Bayesian inference for a partially observed birth-death process using data on proportions
Richard J. Boys, Holly F. Ainsworth, Colin S. Gillespie

TL;DR
This paper develops Bayesian inference methods for partially observed birth-death processes, especially when data is limited to noisy proportion measurements, addressing challenges in biological process modeling.
Contribution
It introduces Bayesian algorithms tailored for data-poor scenarios with limited proportion observations in birth-death processes, enhancing inference capabilities.
Findings
Bayesian methods effectively estimate parameters with limited data.
Algorithms perform well with noisy proportion observations.
Improved inference in biologically relevant, data-scarce settings.
Abstract
Stochastic kinetic models are often used to describe complex biological processes. Typically these models are analytically intractable and have unknown parameters which need to be estimated from observed data. Ideally we would have measurements on all interacting chemical species in the process, observed continuously in time.

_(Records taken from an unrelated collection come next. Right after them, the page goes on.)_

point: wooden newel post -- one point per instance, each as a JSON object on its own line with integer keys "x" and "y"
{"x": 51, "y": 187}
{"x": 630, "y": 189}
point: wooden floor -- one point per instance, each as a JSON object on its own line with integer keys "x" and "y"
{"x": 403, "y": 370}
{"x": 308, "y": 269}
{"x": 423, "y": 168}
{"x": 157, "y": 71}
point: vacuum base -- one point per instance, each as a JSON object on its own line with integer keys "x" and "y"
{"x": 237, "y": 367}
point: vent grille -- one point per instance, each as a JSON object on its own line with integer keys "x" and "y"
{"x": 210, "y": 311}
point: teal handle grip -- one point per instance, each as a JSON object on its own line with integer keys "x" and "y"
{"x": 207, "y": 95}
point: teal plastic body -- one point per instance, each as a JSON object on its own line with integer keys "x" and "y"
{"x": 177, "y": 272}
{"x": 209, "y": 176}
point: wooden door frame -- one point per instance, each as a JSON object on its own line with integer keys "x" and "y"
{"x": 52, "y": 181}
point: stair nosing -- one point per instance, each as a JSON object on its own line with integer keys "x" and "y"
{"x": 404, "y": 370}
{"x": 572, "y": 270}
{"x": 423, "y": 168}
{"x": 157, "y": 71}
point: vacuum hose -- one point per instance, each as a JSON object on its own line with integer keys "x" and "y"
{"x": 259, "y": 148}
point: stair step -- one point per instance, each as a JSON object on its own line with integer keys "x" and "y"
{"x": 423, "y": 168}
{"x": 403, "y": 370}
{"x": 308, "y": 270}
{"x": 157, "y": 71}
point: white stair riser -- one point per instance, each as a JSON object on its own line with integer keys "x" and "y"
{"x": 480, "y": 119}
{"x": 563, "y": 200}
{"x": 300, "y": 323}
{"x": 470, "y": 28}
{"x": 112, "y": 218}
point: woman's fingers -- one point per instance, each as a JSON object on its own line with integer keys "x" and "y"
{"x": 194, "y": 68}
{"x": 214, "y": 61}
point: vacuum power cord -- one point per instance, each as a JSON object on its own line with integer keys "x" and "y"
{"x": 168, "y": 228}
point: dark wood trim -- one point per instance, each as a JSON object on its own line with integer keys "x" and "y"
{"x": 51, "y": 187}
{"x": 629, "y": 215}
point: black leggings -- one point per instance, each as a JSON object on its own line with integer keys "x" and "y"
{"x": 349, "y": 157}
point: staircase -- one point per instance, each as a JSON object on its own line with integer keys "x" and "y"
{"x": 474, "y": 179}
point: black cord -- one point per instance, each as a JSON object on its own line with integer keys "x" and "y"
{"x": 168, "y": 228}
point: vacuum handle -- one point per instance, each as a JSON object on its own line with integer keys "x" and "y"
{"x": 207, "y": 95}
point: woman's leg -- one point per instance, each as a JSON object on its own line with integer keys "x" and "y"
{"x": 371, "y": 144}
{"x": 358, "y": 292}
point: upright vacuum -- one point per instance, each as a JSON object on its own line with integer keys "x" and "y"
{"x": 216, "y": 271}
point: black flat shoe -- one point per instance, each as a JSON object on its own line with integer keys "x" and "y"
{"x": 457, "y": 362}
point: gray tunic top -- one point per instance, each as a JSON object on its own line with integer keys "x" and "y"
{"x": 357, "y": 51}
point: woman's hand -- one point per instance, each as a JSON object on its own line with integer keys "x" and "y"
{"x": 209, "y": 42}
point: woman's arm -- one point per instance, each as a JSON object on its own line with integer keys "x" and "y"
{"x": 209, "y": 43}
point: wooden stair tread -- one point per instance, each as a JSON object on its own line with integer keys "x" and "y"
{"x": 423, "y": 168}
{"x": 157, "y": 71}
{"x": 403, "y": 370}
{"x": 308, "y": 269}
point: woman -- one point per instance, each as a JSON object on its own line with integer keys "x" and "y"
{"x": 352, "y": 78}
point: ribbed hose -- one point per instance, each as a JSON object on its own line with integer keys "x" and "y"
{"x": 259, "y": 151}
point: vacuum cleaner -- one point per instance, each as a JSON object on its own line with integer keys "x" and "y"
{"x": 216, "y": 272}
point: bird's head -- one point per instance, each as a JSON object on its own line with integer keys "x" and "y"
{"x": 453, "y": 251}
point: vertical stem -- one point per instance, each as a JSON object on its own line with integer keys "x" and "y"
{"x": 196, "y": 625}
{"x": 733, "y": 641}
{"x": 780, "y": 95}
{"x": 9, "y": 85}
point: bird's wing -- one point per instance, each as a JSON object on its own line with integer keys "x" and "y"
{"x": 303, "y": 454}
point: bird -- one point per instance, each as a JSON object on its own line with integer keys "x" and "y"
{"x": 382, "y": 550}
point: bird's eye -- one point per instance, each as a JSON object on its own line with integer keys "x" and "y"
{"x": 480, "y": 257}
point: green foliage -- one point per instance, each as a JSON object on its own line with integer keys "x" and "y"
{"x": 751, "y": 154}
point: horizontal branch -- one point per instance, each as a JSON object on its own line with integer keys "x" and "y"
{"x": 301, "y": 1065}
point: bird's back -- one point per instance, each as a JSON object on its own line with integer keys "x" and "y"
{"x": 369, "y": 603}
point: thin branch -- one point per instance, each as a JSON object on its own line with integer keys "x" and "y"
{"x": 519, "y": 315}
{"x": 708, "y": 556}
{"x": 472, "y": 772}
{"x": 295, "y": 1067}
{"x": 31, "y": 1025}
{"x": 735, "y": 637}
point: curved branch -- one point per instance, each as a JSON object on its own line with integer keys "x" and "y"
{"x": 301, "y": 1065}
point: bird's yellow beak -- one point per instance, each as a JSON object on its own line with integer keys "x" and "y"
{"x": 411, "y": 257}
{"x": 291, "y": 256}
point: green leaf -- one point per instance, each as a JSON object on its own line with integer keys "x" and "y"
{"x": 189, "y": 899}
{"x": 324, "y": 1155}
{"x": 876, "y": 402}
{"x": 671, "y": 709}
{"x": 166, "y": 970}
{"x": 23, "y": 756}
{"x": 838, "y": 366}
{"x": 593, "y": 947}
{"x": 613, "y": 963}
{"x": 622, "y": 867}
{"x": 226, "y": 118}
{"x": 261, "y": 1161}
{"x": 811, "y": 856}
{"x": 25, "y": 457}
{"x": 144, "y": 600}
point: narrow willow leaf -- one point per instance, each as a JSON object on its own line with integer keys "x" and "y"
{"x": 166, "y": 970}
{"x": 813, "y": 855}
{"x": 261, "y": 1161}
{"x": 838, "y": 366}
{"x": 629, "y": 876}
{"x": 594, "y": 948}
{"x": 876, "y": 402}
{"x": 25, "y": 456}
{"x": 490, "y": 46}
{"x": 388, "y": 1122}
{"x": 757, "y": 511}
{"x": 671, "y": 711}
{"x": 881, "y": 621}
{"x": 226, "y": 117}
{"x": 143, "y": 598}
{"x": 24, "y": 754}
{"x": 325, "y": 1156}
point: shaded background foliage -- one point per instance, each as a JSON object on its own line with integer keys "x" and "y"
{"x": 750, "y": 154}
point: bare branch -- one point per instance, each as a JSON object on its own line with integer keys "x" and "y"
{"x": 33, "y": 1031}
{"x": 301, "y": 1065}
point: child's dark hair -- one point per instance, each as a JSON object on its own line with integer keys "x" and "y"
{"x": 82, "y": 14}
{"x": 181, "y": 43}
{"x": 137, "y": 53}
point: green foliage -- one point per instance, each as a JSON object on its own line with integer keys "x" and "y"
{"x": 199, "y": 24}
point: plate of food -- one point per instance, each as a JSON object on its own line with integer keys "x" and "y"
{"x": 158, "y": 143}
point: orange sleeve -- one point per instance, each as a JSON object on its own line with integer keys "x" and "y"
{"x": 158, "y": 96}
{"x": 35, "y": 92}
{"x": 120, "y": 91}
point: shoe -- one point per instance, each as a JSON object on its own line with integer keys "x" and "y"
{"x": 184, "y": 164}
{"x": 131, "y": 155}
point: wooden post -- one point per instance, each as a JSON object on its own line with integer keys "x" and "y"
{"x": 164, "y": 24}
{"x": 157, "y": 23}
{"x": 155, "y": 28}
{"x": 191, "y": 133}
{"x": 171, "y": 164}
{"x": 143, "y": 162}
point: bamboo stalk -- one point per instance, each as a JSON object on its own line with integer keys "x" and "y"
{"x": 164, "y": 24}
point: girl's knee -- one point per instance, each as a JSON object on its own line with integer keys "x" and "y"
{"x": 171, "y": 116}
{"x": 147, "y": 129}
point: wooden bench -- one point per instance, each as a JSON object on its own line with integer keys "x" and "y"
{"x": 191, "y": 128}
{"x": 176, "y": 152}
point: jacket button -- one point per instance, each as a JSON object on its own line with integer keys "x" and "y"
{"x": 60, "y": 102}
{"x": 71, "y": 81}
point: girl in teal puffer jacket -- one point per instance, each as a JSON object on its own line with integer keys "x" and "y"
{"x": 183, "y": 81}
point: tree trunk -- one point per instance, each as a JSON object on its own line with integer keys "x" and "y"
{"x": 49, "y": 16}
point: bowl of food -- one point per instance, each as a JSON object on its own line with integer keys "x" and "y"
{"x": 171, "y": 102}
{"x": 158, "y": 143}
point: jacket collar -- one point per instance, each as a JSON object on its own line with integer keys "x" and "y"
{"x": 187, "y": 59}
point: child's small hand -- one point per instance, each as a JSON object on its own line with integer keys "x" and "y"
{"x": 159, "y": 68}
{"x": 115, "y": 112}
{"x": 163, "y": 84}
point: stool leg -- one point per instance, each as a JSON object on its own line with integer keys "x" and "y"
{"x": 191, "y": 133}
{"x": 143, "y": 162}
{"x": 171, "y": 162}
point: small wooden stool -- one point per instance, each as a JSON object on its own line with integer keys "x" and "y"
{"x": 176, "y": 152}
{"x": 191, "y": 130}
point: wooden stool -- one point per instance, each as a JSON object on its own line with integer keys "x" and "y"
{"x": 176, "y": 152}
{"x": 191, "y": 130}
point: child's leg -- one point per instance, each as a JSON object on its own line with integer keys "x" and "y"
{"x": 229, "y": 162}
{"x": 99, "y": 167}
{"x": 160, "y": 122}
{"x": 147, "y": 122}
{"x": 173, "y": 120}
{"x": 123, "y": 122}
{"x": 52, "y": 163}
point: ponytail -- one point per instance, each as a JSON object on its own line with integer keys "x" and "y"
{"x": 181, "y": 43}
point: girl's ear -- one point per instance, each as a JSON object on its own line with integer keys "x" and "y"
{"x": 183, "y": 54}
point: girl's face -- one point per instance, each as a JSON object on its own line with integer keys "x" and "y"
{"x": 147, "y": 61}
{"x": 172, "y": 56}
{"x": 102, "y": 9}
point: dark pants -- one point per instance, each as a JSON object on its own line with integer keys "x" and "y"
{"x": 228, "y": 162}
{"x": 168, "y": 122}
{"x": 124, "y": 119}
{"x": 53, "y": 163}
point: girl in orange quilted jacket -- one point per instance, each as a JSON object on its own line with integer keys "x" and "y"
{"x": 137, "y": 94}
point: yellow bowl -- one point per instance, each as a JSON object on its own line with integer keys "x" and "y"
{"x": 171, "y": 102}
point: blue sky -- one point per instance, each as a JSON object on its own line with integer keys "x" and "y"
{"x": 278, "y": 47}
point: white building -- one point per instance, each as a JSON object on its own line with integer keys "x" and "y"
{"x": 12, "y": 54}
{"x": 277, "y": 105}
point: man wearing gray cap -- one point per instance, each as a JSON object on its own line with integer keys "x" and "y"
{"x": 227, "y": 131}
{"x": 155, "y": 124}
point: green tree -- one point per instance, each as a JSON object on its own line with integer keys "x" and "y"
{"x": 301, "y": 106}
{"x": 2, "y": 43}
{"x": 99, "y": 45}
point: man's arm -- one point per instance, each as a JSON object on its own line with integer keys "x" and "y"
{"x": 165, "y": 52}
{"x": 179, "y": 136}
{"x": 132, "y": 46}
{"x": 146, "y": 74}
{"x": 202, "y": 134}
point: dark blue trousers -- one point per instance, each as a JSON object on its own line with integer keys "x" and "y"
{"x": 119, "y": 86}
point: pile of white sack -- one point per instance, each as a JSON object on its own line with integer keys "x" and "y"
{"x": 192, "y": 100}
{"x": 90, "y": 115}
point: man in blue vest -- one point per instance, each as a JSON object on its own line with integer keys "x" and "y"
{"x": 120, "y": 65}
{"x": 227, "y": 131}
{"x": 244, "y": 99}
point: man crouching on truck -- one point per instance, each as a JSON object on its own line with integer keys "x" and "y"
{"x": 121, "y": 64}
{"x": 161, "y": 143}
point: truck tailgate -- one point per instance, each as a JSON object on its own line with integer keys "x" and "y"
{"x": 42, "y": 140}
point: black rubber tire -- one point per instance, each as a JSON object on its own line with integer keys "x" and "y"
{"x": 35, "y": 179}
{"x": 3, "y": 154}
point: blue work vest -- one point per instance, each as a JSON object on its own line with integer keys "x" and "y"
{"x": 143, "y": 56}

However, in practice, measurements are taken only at a relatively few time-points. In some situations, only very limited observation of the process is available, such as when experimenters can only observe noisy observations on the proportion of cells that are alive. This makes the inference task even more problematic. We consider a range of data-poor scenarios and investigate the performance of various computationally intensive Bayesian algorithms in determining the posterior distribution using data on proportions from a simple birth-death process.